3 of those were genetically abnormal.
2 stopped growing.
We transferred 2.
One implanted.

Three more are waiting for us, so that we can try again without my having to undergo another painful egg retrieval and possibly have my eggs have deteriorated to the point where they are unusable. So: from the 10 fertilized eggs, we got 5 potentially viable embryos. My doctor and nurses indicated that this was a relatively good outcome: lots of eggs, decent fertilization rate, a choice of which blastocysts looked promising -- NOT, I would point out, which had blue eyes, high IQs or musical talent -- and a few left for another try.

The column goes on to say:

"Adopting these rules would mean that America is catching up with Europe, where governments subsidize more of the costs and so control some of the risks."

One of the ways Gibbs suggests we might "catch up" with Europe is to allow the transfer of only one or two embryos at a time. If you are only allowed to create as many embryos as you will transfer, and you can only transfer one or two embryos, then you really could only try fertilizing two of those eggs. To try more would be to risk creating "too many" embryos.

Given the numbers I had -- which I was led to believe were a relatively good outcome -- that approach would have cut our chances of success drastically. 42% of my eggs didn't fertilize AT ALL. So you first would have needed the luck of having chosen your two eggs from the lucky 58%. Then they would have to be two of the five that continued growing and were healthy.

Picture it this way: you have a bag with 5 red marbles and 12 black ones.
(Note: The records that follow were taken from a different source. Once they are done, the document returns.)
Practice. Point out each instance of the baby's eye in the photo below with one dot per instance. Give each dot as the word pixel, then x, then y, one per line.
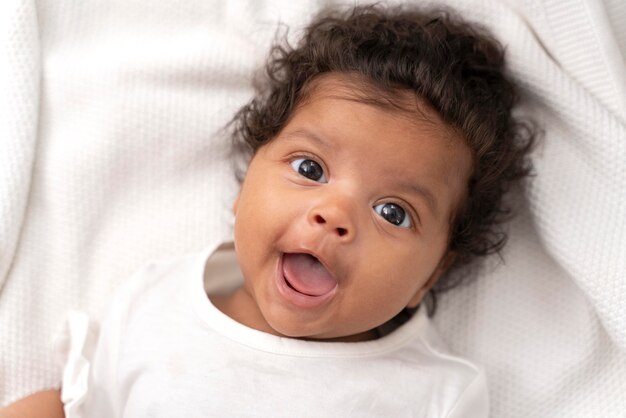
pixel 309 169
pixel 394 214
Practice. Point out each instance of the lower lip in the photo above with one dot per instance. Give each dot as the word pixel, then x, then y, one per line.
pixel 296 298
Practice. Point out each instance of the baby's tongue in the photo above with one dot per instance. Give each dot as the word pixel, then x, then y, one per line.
pixel 307 275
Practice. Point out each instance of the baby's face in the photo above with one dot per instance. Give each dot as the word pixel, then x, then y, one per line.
pixel 343 218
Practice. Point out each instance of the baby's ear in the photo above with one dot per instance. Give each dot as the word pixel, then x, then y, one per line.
pixel 443 266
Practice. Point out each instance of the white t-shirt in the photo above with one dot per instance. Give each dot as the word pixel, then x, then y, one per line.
pixel 163 350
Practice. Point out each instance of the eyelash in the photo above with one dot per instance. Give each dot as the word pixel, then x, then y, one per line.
pixel 407 209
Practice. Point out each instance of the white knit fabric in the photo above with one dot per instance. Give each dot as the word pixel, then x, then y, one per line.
pixel 111 154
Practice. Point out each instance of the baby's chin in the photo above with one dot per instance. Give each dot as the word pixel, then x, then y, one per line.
pixel 297 332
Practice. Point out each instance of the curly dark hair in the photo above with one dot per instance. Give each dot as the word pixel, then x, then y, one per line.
pixel 455 67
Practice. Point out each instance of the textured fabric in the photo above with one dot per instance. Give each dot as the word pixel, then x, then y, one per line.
pixel 164 350
pixel 112 155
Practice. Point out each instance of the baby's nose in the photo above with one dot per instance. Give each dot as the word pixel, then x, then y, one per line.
pixel 336 219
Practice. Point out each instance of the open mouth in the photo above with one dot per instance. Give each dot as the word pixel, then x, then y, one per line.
pixel 305 279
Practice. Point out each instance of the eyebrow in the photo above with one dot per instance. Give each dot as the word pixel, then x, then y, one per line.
pixel 310 135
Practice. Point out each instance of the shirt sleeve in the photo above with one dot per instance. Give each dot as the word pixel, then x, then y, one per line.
pixel 90 352
pixel 474 401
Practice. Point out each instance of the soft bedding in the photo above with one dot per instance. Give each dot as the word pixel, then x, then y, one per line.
pixel 112 153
You get to pull two; red represents the eggs that produced viable embryos. My mathematician husband worked out an 8.6% chance that you would get two of the "winners" -- and a 49.8% chance that you would get none at all. And, as I said before, transferring two "winners" doesn't equal two babies; it might not even result in one.


--"Could patients create as many embryos as they like and pick the best, as long as they line up couples to adopt the rest--or sell the extras to offset the costs? This is no wild plan; in the U.K. researchers offer women reduced rates on fertility treatment if they agree to donate half their harvested eggs for research.

Here we have a cognitive jump from embryos, genetic engineering and "designer babies" to research done on gametes. I wouldn't be surprised to find people saying that research on "harvested eggs" is morally wrong who would never consider saying the same thing about research on sperm. Eggs and sperm are not people. We produce tens of thousands/millions more of each than will ever become "whole, living member[s] of the human species." I don't see how doing research on gametes is somehow a special case requiring legislation.


--"This is a moral wilderness, full of hope and traps. I don't expect aspiring parents to bring order to it when all they want is to survive the journey and make a family. That job is surely one for policymakers, to monitor the immense social and scientific experiment we've been conducting in private and make sure that we weigh the risks before we embrace the promise."

If the policymakers' science and logic are as bad as that in this column, we are all of us in trouble.